P. François Boëdec, sj.
Ancien Rédacteur en chef de
Croire Aujourd’hui
chapelain de Saint Ignace - Paris
Comment peut-on croire aujourd’hui ? La question est très vaste et il est bien difficile d’y répondre.
Sans doute y a-t-il de nombreuses manières de l’aborder. Je voudrais vous partager simplement les réflexions
qui sont les miennes, d’abord bien sûr comme croyant, comme religieux jésuite, mais aussi comme rédacteur
en chef d’une revue qui essaye d’être un compagnon sur la route de la foi, une aide pour croire. Mes propos
seront donc de type pastoral et spirituel, propos de quelqu’un qui est intéressé par les évolutions de nos
contemporains et celles de l’Eglise catholique dans son souci de les rejoindre. Je voudrais m’arrêter sur
quelques points, que vous connaissez, mais qui me semblent importants, quelques touches impressionnistes
pour esquisser un tableau qui se veut - pour le mieux - suggestif, et bien évidemment pas exhaustif. Mes
propos se veulent aussi l’écho des questions de nos lecteurs, des croyants « assurés » entre guillemets, ou
des « recommençants » - pour reprendre une appellation désormais fréquemment utilisée, et de ceux - plus
largement - qui sont « en recherche » comme on dit, que j’ai rencontrés ces dernières années en me
déplaçant un peu partout en France. Et qui se posent la question : Est-il encore possible de croire ?

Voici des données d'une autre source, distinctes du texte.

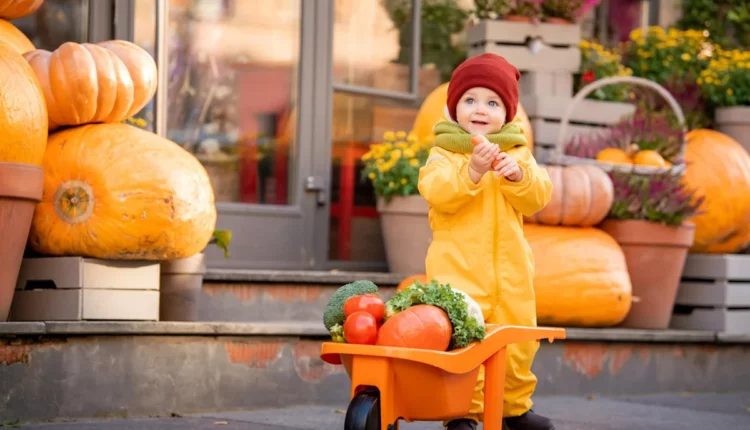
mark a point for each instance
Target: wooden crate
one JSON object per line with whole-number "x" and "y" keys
{"x": 77, "y": 289}
{"x": 588, "y": 116}
{"x": 560, "y": 52}
{"x": 714, "y": 294}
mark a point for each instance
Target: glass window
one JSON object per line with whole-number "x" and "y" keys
{"x": 56, "y": 22}
{"x": 372, "y": 45}
{"x": 232, "y": 94}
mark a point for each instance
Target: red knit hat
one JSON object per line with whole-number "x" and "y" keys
{"x": 489, "y": 71}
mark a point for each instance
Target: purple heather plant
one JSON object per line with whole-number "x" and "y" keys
{"x": 661, "y": 198}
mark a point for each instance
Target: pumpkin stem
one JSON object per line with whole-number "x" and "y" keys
{"x": 74, "y": 201}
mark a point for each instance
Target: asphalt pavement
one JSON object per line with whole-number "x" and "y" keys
{"x": 678, "y": 411}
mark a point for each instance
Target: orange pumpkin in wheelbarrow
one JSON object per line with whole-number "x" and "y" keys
{"x": 392, "y": 383}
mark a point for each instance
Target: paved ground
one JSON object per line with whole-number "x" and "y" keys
{"x": 654, "y": 412}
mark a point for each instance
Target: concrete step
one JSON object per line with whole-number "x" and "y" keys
{"x": 53, "y": 370}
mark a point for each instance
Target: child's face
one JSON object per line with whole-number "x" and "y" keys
{"x": 480, "y": 111}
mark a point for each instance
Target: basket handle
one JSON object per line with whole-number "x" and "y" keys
{"x": 588, "y": 89}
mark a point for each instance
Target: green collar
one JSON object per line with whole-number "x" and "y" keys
{"x": 453, "y": 138}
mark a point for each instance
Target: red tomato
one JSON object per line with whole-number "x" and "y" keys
{"x": 361, "y": 328}
{"x": 370, "y": 303}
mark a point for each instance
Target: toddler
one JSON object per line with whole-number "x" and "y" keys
{"x": 479, "y": 180}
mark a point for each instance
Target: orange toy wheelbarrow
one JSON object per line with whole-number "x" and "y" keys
{"x": 392, "y": 384}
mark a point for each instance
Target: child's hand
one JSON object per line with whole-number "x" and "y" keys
{"x": 508, "y": 167}
{"x": 484, "y": 154}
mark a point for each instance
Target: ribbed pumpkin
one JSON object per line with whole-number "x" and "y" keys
{"x": 581, "y": 278}
{"x": 12, "y": 9}
{"x": 419, "y": 327}
{"x": 115, "y": 191}
{"x": 582, "y": 196}
{"x": 719, "y": 168}
{"x": 91, "y": 83}
{"x": 23, "y": 113}
{"x": 15, "y": 37}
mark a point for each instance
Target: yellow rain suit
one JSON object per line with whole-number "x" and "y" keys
{"x": 479, "y": 246}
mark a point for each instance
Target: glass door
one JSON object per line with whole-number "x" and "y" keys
{"x": 239, "y": 80}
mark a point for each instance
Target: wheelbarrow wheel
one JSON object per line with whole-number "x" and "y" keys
{"x": 364, "y": 412}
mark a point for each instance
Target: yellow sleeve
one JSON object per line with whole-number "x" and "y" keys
{"x": 532, "y": 193}
{"x": 444, "y": 181}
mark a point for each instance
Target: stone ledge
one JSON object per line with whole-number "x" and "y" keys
{"x": 316, "y": 329}
{"x": 301, "y": 276}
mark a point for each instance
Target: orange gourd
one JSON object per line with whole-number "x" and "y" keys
{"x": 581, "y": 277}
{"x": 582, "y": 196}
{"x": 115, "y": 191}
{"x": 420, "y": 327}
{"x": 406, "y": 282}
{"x": 91, "y": 83}
{"x": 23, "y": 113}
{"x": 12, "y": 9}
{"x": 15, "y": 37}
{"x": 718, "y": 167}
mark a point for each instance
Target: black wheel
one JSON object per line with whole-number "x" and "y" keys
{"x": 363, "y": 412}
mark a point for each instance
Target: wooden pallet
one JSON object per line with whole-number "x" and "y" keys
{"x": 77, "y": 289}
{"x": 714, "y": 294}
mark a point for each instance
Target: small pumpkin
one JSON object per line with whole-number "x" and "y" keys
{"x": 582, "y": 196}
{"x": 718, "y": 167}
{"x": 23, "y": 113}
{"x": 15, "y": 37}
{"x": 614, "y": 156}
{"x": 13, "y": 9}
{"x": 115, "y": 191}
{"x": 649, "y": 157}
{"x": 419, "y": 327}
{"x": 91, "y": 83}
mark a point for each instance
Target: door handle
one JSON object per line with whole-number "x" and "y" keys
{"x": 317, "y": 184}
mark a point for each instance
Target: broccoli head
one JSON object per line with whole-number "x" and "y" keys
{"x": 334, "y": 313}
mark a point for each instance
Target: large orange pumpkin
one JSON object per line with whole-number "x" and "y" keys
{"x": 582, "y": 196}
{"x": 432, "y": 111}
{"x": 115, "y": 191}
{"x": 86, "y": 83}
{"x": 15, "y": 37}
{"x": 420, "y": 327}
{"x": 23, "y": 113}
{"x": 581, "y": 277}
{"x": 12, "y": 9}
{"x": 718, "y": 167}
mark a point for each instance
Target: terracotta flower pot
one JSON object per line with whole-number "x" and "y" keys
{"x": 21, "y": 188}
{"x": 655, "y": 255}
{"x": 406, "y": 233}
{"x": 180, "y": 286}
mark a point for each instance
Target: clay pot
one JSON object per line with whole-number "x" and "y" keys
{"x": 21, "y": 188}
{"x": 655, "y": 255}
{"x": 180, "y": 287}
{"x": 556, "y": 20}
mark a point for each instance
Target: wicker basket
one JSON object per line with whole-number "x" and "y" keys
{"x": 558, "y": 156}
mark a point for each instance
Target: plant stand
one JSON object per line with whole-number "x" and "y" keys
{"x": 735, "y": 123}
{"x": 21, "y": 188}
{"x": 181, "y": 283}
{"x": 655, "y": 256}
{"x": 714, "y": 294}
{"x": 406, "y": 233}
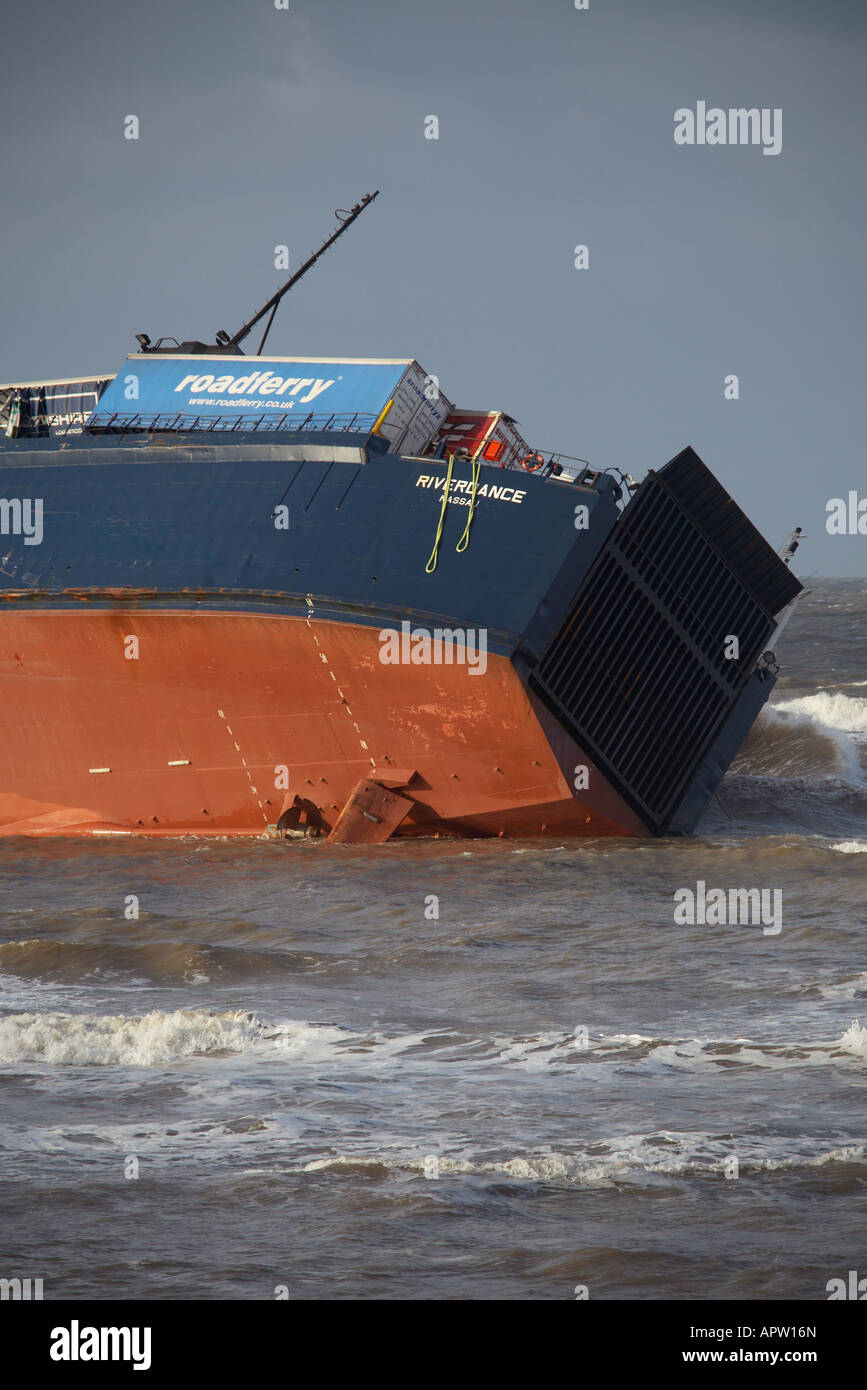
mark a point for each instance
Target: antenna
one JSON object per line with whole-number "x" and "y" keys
{"x": 346, "y": 220}
{"x": 232, "y": 345}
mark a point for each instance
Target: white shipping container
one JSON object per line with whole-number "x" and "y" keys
{"x": 418, "y": 409}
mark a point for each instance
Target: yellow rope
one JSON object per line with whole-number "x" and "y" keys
{"x": 477, "y": 473}
{"x": 431, "y": 563}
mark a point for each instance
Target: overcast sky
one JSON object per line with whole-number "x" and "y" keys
{"x": 556, "y": 129}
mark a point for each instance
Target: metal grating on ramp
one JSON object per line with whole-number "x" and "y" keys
{"x": 638, "y": 672}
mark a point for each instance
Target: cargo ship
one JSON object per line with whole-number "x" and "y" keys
{"x": 313, "y": 597}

Comment ? Comment vivre ma foi, la nourrir, la dire, en témoigner dans ce monde tel qu’il est ? Dieu peut-il
être un sens pour ma vie ? pour reprendre le titre d’un numéro de
Croire Aujourd’hui
d’il y a quelques mois.
Je voudrais articuler mon propos autour de deux parties. Dans un premier temps, je m’arrêterai sur
quelques éléments et remarques à propos du contexte dans lequel nous sommes. Comment se pose
aujourd’hui la question du Croire ? Et puis dans un deuxième temps, je voudrais m’arrêter un peu plus
longtemps sur quelques pistes toutes simples, quelques points d’attentions, quelques attitudes spirituelles, qui
me semblent importantes aujourd’hui et peuvent nous aider à regarder avec confiance l’avenir.
Première Partie :
Quelques remarques et réflexions sur le contexte dans lequel nous sommes
Par quoi va passer l’acte de croire en ce début de XXI° siècle ?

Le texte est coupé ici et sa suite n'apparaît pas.